Barbs and BBQ: Fancy Farm brings out the old-time political romantic in all of us. | Opinion

On Aug. 5, political junkies will converge on Western Kentucky for what might sound like the strangest of reasons: to attend a fundraiser organized by St. Jerome Catholic Church.

Saturday’s extravaganza — known these days simply as Fancy Farm, after the Graves County town where it occurs — gives Kentuckians a unique opportunity to hear from top-tier politicians while mingling with the crowds at the world’s largest picnic. Speaking at Fancy Farm has become a rite of passage for high-profile candidates, and this year, the full slate of Democrats and Republicans pursuing statewide office has agreed to attend.

Now, a confession: Although I’m sometimes called an “expert” on Kentucky politics, and I’ve worked as an elections specialist here for a quarter century, I’ve never bothered to attend a Fancy Farm picnic. Yet I’ve always felt guilty about skipping the Commonwealth’s most-sacred campaign ritual.

Why? Not because I think Fancy Farm will help me understand Kentucky’s politicians. I could learn more about those candidates, and learn it more efficiently, with a Web search. Even if a candidate says something new this weekend, likely the speech will show up on YouTube. The Kentucky politics specialist in me says: Skip Fancy Farm.

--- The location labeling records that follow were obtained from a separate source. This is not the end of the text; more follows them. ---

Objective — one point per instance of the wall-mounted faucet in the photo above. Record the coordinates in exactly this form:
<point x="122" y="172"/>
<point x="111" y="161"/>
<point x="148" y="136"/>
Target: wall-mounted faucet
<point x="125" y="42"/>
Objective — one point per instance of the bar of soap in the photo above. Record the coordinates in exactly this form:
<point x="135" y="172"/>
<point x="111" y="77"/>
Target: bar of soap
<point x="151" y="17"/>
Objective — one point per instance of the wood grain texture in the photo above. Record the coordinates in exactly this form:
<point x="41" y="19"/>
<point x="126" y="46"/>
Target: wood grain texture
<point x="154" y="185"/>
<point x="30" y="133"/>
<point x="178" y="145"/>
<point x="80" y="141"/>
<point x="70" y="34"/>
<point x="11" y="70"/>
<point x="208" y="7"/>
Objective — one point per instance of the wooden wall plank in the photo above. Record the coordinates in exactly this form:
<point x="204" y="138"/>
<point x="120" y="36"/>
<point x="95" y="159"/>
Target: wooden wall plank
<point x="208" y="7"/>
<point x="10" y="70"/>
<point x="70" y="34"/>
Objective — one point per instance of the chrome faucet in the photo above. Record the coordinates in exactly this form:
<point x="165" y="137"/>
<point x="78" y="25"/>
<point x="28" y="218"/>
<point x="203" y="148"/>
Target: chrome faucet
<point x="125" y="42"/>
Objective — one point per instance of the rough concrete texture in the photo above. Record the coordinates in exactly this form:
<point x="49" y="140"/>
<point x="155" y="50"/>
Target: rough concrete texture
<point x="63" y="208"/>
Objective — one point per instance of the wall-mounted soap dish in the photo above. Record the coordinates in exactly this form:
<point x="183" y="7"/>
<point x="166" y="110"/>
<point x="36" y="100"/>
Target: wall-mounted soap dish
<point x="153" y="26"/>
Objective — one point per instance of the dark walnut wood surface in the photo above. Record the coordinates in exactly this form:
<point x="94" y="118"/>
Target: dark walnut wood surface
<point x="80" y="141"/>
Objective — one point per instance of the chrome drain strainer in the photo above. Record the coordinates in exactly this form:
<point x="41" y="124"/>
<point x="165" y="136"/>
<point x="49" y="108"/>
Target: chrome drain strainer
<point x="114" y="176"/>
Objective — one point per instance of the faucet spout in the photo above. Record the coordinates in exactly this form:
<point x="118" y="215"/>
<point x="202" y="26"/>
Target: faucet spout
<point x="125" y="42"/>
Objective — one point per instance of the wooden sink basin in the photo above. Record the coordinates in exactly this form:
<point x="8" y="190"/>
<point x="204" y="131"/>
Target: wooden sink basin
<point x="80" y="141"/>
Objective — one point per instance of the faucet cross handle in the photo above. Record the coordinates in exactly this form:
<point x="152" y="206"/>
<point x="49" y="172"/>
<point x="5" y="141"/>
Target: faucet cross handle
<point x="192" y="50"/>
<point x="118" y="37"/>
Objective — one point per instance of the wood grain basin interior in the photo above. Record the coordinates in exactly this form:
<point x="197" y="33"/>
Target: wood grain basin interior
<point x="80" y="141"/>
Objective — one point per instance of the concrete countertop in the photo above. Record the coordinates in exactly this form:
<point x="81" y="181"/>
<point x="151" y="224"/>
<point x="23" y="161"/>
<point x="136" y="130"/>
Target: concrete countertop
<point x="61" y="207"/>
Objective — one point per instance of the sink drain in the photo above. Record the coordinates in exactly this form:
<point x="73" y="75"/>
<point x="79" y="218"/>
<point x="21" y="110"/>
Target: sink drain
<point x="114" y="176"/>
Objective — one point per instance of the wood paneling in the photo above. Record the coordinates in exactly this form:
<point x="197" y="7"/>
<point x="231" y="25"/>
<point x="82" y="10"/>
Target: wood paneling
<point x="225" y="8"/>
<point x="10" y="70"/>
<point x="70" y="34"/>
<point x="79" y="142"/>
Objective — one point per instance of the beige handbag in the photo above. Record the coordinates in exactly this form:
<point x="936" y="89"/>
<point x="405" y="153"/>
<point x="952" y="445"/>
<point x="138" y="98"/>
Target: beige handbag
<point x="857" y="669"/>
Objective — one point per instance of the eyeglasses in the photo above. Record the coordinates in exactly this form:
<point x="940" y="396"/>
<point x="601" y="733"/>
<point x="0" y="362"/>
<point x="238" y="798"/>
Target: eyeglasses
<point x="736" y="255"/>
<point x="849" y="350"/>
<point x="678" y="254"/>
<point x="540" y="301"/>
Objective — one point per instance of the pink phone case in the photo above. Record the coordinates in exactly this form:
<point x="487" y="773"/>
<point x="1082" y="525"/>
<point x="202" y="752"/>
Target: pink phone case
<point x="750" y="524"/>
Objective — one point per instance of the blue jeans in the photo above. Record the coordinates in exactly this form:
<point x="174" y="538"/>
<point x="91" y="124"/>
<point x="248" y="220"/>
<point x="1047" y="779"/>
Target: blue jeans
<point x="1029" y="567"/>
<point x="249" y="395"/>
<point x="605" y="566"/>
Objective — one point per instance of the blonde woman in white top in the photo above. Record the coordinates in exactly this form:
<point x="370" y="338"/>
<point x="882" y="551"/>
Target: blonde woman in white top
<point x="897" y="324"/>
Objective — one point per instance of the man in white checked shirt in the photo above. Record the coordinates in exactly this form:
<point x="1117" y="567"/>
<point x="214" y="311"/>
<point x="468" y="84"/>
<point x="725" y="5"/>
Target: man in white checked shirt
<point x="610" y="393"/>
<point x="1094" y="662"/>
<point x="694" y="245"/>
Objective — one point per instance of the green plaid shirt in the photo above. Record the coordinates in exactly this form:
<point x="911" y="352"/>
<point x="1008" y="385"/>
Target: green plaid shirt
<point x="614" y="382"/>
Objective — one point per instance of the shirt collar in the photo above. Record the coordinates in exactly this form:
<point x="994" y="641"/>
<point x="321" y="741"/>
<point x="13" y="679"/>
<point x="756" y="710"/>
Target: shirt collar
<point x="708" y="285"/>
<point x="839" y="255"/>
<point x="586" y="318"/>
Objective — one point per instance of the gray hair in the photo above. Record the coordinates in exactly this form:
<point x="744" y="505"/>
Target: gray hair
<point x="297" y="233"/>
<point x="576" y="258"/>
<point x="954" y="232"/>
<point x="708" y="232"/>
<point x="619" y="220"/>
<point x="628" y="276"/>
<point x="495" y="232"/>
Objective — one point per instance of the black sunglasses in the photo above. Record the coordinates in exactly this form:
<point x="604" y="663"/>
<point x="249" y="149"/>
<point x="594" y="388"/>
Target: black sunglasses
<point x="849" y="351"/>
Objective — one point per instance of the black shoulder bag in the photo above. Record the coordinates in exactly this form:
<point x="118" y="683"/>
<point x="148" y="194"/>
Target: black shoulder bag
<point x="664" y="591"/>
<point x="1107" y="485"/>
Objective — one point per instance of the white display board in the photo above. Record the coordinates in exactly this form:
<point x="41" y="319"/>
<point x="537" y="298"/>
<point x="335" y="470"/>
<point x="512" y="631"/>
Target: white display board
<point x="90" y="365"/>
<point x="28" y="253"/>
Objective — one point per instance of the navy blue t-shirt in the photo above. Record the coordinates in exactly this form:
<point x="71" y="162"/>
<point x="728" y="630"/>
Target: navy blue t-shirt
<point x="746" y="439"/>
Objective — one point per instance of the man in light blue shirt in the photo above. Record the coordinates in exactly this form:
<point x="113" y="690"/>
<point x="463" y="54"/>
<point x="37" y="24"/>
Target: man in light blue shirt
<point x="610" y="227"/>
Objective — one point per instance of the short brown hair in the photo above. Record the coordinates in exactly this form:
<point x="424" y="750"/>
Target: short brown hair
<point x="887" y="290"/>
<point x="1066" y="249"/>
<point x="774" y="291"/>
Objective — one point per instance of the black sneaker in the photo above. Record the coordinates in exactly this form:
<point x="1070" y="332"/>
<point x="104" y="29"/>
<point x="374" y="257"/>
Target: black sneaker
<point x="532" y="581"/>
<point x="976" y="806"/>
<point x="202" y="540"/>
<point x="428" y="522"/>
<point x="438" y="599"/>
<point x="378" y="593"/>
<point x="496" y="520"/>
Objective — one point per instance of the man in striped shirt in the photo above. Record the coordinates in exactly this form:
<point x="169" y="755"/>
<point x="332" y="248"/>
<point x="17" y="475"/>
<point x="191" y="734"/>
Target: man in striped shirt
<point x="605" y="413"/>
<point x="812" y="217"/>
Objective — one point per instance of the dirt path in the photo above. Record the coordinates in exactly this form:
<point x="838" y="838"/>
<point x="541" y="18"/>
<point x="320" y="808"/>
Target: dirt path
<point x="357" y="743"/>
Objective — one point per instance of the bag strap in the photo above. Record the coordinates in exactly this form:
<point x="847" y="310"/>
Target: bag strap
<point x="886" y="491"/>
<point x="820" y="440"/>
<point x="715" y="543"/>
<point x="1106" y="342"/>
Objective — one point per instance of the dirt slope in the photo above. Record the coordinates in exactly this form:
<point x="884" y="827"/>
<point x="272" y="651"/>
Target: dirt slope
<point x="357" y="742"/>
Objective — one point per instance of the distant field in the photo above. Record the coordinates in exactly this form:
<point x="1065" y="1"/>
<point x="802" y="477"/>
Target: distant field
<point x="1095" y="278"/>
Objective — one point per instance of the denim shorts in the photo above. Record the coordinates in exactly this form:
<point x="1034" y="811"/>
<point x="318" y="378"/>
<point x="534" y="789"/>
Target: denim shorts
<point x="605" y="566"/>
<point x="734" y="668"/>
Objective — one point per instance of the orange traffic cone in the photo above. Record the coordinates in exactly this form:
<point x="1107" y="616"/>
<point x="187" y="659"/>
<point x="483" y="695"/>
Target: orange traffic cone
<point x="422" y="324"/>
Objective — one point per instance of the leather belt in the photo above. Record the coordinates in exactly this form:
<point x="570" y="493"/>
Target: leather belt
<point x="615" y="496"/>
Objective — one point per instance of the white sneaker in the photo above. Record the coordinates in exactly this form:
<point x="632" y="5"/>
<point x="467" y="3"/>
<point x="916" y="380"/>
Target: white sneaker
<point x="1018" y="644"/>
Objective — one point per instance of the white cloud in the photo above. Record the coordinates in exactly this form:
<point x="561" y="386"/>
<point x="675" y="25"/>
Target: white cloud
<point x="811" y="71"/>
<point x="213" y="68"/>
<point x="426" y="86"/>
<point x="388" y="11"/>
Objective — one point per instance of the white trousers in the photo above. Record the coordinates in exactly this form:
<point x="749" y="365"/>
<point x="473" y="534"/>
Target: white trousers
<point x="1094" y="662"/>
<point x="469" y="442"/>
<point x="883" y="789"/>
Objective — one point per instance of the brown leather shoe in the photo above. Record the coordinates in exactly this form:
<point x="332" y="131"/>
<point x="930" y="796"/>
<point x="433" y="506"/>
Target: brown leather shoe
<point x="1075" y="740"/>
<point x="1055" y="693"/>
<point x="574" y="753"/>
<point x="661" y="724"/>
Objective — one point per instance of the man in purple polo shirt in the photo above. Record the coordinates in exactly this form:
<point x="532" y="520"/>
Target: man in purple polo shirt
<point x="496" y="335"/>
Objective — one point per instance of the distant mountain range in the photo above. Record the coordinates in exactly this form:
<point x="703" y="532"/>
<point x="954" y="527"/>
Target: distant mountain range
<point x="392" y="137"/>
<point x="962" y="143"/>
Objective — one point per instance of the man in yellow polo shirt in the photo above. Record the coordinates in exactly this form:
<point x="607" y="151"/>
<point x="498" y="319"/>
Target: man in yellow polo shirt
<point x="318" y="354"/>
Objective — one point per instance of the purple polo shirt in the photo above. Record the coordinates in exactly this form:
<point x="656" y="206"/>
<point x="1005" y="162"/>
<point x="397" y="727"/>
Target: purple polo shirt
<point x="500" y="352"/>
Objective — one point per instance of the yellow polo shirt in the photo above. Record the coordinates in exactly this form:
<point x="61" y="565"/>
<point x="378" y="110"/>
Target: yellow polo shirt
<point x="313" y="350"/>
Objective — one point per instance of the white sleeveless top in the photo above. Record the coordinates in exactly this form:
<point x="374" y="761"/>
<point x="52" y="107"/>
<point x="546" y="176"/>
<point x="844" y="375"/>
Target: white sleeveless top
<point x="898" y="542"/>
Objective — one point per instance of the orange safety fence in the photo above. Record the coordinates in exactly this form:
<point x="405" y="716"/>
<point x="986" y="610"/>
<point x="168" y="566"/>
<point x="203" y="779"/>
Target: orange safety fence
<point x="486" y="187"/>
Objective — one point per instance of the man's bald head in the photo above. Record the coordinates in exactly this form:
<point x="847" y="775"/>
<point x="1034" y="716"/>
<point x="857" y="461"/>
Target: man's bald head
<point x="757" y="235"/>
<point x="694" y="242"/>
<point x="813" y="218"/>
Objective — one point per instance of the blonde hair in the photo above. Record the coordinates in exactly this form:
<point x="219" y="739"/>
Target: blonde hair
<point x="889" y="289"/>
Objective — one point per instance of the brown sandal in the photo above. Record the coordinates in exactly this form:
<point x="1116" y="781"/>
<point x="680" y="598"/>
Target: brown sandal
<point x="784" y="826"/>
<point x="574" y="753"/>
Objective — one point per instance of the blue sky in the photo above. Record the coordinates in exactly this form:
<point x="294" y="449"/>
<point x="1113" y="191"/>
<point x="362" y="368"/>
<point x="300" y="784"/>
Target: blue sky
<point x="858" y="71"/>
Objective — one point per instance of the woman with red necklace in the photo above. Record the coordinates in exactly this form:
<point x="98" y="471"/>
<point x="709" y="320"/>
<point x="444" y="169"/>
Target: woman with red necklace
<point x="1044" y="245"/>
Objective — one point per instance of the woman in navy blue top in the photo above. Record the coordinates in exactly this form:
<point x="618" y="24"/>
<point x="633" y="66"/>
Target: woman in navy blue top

Nor do I think going to Fancy Farm would offer new insights about how this year’s elections will turn out. The event reportedly attracts more than 10,000 people each year — which might sound huge when considering the quantity of barbecue sauce needed to keep those masses fed, but that’s approximately 1 percent of November’s likely electorate. In my lifetime, only one Kentucky gubernatorial election has been decided by so few votes.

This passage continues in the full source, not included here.